The National Roads Authority (NRA) is giving academics at home and abroad a "virtual tour" of the M3 to back up its claim that the controversial motorway will have a minimal impact on the Hill of Tara.
The "tour" is on a DVD sent out recently as part of an elaborate information pack targeted at "the many people, in Ireland and abroad, with an academic and professional interest in the NRA's archaeological work".
It was prepared under the direction of Dáire O'Rourke, the NRA's senior archaeologist, against the background of growing criticism of the M3 from academics both here and overseas, more than 300 of whom signed a protest letter.
Dismissed as "propaganda" by archaeologist Dr Muireann Ní Bhrolcháin, spokeswoman for Save the Tara Skryne Valley campaign, the pack was compiled with the advice of Dr Michael Ryan, former president of the Royal Irish Academy.
Dr Ryan, director of the Chester Beatty Library and former keeper of Irish antiquities at the National Museum, confirmed to The Irish Times that he had read most of the documentation prepared for the pack and "made some comments on it".
Though he said alternative routes for the motorway should have been explored, Dr Ryan believes that the NRA's archaeologists "want to do things right and they should be encouraged to do that". He denied that the information pack was "propaganda".
The pack says that a more westerly route was not selected because it would "lie in full view" of the panorama from Tara encompassing the central plain of Ireland and pass very close to several large archaeological sites, such as Ringlestown Rath.
A route east of the Hill of Skryne was also seen as a "less viable option" because of its impact on local communities and remoteness relative to the existing N3. For that reason, it had been ruled out by Meath County Council's road engineers.
It points out that the 60-kilometre route of the M3 was "walked by archaeologists" when the environmental impact statement on the scheme was being prepared.

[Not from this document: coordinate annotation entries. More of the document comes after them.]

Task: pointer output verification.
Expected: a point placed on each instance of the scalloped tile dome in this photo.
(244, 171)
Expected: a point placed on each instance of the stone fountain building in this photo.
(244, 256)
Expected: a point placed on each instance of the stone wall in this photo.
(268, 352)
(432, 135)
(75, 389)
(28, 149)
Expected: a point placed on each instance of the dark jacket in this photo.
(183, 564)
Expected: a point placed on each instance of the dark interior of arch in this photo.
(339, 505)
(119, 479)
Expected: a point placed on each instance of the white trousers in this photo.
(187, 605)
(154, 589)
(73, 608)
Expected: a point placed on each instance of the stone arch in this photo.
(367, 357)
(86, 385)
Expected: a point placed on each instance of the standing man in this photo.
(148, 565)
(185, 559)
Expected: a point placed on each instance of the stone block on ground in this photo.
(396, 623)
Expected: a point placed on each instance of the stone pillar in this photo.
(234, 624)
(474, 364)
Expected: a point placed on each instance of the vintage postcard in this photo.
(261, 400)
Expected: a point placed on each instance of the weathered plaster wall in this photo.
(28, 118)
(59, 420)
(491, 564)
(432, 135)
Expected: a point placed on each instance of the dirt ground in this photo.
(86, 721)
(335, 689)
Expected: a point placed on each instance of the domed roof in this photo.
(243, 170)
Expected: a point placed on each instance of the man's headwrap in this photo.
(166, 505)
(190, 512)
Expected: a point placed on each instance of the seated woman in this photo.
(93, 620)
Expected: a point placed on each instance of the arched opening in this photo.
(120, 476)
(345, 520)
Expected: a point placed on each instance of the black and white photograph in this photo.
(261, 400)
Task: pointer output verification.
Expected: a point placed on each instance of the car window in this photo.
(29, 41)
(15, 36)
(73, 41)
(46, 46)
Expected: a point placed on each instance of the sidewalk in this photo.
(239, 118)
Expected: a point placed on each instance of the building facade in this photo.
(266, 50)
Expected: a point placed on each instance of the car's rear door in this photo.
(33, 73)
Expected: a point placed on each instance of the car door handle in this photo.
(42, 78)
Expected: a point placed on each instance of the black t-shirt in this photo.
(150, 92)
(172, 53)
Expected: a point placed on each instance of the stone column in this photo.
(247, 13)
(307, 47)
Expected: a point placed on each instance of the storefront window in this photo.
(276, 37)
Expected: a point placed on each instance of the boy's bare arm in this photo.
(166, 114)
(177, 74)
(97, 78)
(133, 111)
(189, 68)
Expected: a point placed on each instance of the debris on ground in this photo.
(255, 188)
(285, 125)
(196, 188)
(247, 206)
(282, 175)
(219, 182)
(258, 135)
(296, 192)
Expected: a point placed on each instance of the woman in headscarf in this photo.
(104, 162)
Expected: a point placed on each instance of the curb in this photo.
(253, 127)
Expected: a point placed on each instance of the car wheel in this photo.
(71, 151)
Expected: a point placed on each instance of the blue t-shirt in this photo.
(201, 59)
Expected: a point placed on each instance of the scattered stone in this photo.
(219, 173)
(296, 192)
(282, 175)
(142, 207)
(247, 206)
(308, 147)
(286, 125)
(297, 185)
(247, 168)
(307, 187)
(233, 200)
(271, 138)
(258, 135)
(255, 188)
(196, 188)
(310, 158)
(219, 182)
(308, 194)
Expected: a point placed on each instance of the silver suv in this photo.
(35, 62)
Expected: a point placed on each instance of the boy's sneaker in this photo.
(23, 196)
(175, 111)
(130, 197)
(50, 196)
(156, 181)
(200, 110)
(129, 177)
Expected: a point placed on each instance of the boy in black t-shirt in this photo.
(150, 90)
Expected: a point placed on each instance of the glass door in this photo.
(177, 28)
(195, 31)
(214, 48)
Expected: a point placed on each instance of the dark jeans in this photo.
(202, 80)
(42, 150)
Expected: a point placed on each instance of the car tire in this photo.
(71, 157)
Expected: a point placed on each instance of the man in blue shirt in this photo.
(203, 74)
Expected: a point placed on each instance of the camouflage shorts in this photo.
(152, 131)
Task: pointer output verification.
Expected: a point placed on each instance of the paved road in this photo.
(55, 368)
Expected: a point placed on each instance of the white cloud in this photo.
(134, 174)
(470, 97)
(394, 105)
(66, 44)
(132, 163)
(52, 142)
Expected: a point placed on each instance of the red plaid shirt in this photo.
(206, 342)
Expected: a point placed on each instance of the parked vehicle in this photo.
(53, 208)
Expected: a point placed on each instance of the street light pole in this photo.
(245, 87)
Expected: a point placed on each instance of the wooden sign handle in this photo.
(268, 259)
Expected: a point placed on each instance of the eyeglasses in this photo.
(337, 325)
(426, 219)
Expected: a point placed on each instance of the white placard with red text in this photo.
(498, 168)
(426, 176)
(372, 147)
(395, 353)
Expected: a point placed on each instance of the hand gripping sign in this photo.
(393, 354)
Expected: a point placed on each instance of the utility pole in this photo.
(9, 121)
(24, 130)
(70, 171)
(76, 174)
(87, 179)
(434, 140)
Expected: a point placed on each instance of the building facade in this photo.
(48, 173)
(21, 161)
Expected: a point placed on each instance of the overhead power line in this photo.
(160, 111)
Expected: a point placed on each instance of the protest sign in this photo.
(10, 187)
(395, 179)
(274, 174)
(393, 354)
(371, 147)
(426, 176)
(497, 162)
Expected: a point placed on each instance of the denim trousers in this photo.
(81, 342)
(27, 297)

Geophysical surveys had also been carried out to identify archaeological sites.
Aided by test-trenching, a total of 156 sites were identified along the route, of which 132 (approximately 85 per cent) are prehistoric, dating from 7000 BC to AD 400, five sites are early medieval (400 to AD1169), nine medieval and 11 post-medieval. According to the pack, "the most spectacular results to date are three large enclosure complexes revealed in plan by geophysical survey on the Dunshaughlin-Navan section", which is the most contentious stretch of the motorway.
The authors admit that the archaeological work carried out so far is "preliminary" and that "many details remain unclear at this stage". It has been estimated that the full cost of excavating sites along this section could be as high as €40 million.
"Clearly, the M3 . . . road scheme is not an archaeological research project", the information pack says. "The sites being investigated are not being chosen to answer particular research questions, nor are they a completely random sample".
But it adds that road schemes "have a tendency to highlight previously unidentified monument types, which are changing the face of Irish archaeology. The next phase of work on the M3 has enormous potential to contribute to archaeological research".
Altogether, including its slip roads, the €600 million motorway will consume 1,680 acres of land. It is intended to be built as a public-private project, and tolls will be charged for the privilege of using it.